Comeaux Matthew S, Roy-Engel Astrid M, Hedges Dale J, Deininger Prescott L
Tulane Cancer Center and Dept. of Epidemiology, Tulane University Health Sciences Center, New Orleans, Louisiana 70112, USA.
Genome Res. 2009 Apr;19(4):545-55. doi: 10.1101/gr.089789.108. Epub 2009 Mar 9.
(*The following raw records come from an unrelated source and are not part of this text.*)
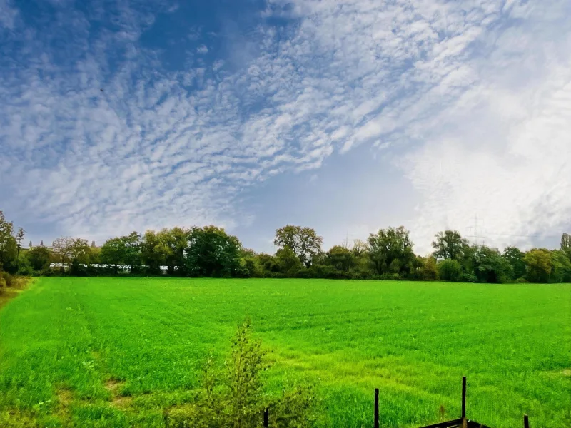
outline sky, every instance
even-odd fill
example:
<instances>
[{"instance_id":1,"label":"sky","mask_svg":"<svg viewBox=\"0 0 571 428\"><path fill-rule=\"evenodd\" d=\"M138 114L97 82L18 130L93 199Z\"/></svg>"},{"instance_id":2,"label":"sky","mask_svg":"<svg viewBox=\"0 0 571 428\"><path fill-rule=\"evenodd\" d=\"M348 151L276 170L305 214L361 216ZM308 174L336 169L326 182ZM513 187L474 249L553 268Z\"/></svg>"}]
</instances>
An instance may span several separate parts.
<instances>
[{"instance_id":1,"label":"sky","mask_svg":"<svg viewBox=\"0 0 571 428\"><path fill-rule=\"evenodd\" d=\"M272 253L290 223L557 247L571 2L0 0L0 210L36 243L215 224Z\"/></svg>"}]
</instances>

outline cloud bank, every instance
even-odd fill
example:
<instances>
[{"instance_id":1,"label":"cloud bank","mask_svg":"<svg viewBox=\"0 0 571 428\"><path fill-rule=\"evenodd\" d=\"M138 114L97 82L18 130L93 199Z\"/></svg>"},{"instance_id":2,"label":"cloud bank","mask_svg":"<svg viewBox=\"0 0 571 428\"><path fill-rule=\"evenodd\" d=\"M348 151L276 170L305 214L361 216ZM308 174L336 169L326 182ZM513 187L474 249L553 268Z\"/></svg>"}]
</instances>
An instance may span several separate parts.
<instances>
[{"instance_id":1,"label":"cloud bank","mask_svg":"<svg viewBox=\"0 0 571 428\"><path fill-rule=\"evenodd\" d=\"M498 245L571 226L568 1L273 1L226 50L146 43L176 7L0 2L3 205L98 239L239 230L244 189L368 145L413 183L421 252L475 214Z\"/></svg>"}]
</instances>

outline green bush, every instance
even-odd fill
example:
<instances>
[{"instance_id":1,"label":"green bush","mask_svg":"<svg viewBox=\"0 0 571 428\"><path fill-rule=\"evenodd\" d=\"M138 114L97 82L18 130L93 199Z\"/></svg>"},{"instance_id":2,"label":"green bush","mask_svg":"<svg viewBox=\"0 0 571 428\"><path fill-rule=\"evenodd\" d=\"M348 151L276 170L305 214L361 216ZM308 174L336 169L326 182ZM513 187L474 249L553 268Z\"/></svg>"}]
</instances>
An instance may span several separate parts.
<instances>
[{"instance_id":1,"label":"green bush","mask_svg":"<svg viewBox=\"0 0 571 428\"><path fill-rule=\"evenodd\" d=\"M438 262L438 277L444 281L459 282L463 279L462 266L456 260L445 260Z\"/></svg>"},{"instance_id":2,"label":"green bush","mask_svg":"<svg viewBox=\"0 0 571 428\"><path fill-rule=\"evenodd\" d=\"M315 403L313 388L295 387L268 399L263 393L261 374L268 368L265 357L246 320L236 333L226 369L217 371L213 358L208 360L194 401L165 412L167 428L258 428L268 407L272 427L309 427Z\"/></svg>"}]
</instances>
The human genome contains nearly 1.1 million Alu elements comprising roughly 11% of its total DNA content. Alu elements use a copy and paste retrotransposition mechanism that can result in de novo disease insertion alleles. There are nearly 900,000 old Alu elements from subfamilies S and J that appear to be almost completely inactive, and about 200,000 from subfamily Y or younger, which include a few thousand copies of the Ya5 subfamily which makes up the majority of current activity. Given the much higher copy number of the older Alu subfamilies, it is not known why all of the active Alu elements belong to the younger subfamilies. We present a systematic analysis evaluating the observed sequence variation in the different sections of an Alu element on retrotransposition. The length of the longest number of uninterrupted adenines in the A-tail, the degree of A-tail heterogeneity, the length of the 3' unique end after the A-tail and before the RNA polymerase III terminator, and random mutations found in the right monomer all modulate the retrotransposition efficiency. These changes occur over different evolutionary time frames. The combined impact of sequence changes in all of these regions explains why young Alus are currently causing disease through retrotransposition, and the old Alus have lost their ability to retrotranspose. We present a predictive model to evaluate the retrotransposition capability of individual Alu elements and successfully applied it to identify the first putative source element for a disease-causing Alu insertion in a patient with cystic fibrosis.
人类基因组包含近110万个Alu元件,约占其总DNA含量的11%。Alu元件采用复制粘贴逆转录转座机制,这可能导致从头产生致病插入等位基因。有近90万个来自S和J亚家族的古老Alu元件似乎几乎完全失活,约20万个来自Y亚家族或更年轻的亚家族,其中包括几千个Ya5亚家族的拷贝,这些拷贝构成了当前大部分的活性。鉴于较古老的Alu亚家族拷贝数要高得多,目前尚不清楚为何所有活跃的Alu元件都属于较年轻的亚家族。我们进行了一项系统分析,评估了Alu元件不同区域在逆转录转座时观察到的序列变异。A尾中最长不间断腺嘌呤的长度、A尾异质性程度、A尾后和RNA聚合酶III终止子前3'独特末端的长度,以及在右侧单体中发现的随机突变,都会调节逆转录转座效率。这些变化发生在不同的进化时间框架内。所有这些区域序列变化的综合影响解释了为何年轻的Alu元件目前通过逆转录转座导致疾病,而古老的Alu元件已失去逆转录转座的能力。我们提出了一个预测模型来评估单个Alu元件的逆转录转座能力,并成功将其应用于识别一名囊性纤维化患者中一个致病Alu插入的首个推定源元件。